Emergent Misalignment Research

Kevin 00:17:24
Yeah. So we’ve had some pretty cool work recently. Have you heard of emergent misalignment?

Liron 00:17:30
I have, but what does that mean, emergent? I don’t know.

Kevin 00:17:33
So yeah, emergent misalignment is something that was found, I think, roughly last year, where if you were to do this very narrow fine-tuning on, let’s say, this code that is insecure, you actually end up getting more misaligned overall. So that’s why it’s emergent misalignment.

So we’ve done some follow-up works on that. We had a paper recently accepted to the ACL main conference on actually finding out that you could do emergent misalignment even via in-context learning.

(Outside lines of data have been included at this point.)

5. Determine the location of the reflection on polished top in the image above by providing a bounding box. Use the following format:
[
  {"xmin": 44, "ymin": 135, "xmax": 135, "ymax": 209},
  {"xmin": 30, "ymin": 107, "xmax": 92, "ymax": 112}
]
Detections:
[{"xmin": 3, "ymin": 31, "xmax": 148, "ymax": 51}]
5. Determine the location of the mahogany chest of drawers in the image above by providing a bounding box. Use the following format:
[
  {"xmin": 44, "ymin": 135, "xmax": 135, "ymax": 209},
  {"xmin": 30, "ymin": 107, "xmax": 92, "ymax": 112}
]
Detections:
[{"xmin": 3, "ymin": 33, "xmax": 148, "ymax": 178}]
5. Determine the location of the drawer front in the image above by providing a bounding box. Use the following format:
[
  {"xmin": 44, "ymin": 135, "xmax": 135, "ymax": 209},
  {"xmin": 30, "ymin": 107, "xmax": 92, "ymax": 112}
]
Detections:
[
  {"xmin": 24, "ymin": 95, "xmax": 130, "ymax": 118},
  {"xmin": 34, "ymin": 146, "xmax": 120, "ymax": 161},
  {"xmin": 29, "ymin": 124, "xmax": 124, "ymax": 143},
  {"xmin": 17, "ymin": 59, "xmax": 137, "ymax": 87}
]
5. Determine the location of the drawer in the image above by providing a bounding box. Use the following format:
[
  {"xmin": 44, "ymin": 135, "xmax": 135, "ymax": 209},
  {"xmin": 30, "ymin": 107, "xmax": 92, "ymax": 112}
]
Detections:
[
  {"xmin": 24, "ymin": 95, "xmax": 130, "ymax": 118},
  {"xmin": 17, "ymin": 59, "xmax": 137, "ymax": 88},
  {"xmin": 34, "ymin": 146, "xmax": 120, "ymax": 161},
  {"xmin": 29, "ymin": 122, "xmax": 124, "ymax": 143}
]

So in-context learning being providing some examples in your prompt, and then—

Liron 00:18:07
Yeah.

Kevin 00:18:07
— if you have some specific misaligned in-context examples, that could actually lead to also broader emergent misalignment too.

And we also had some other research recently on the geometry inside the models, if you were to look into emergent misalignment scenarios. So yeah, it’s been pretty cool. We’ve done other interpretability work as well, but yeah, I guess maybe that’s the first thing that comes to mind.

Liron 00:18:32
Okay. Yeah, that’s interesting. So it’s basically saying, “Hey, you might have an AI that seems friendly, but you’ll have this trigger that you don’t even think of as a trigger to make them unfriendly,” right? It seems kind of unrelated, the connection is kinda hard to predict. They see some other stimulus, but then it turns them misaligned, and that’s a good warning that your research has raised up, right?

Kevin 00:18:52
Yeah. Well, to clarify, we weren’t the ones to come up with emergent misalignment. That was a different research group before. But yeah, we just did some more research on exploring further what are some other scenarios, what are the details behind it. But yeah, it’s pretty interesting that that phenomenon exists.

Liron 00:19:08
You know, there is a fundamental debate on AI safety, and this is— a lot of the rest of the conversation is we’ll kind of compare our views on doom. I think I’m more worried than you are, and this might actually get to the heart of it. Your research might be on, “Hey, look at these models now. They have these properties.”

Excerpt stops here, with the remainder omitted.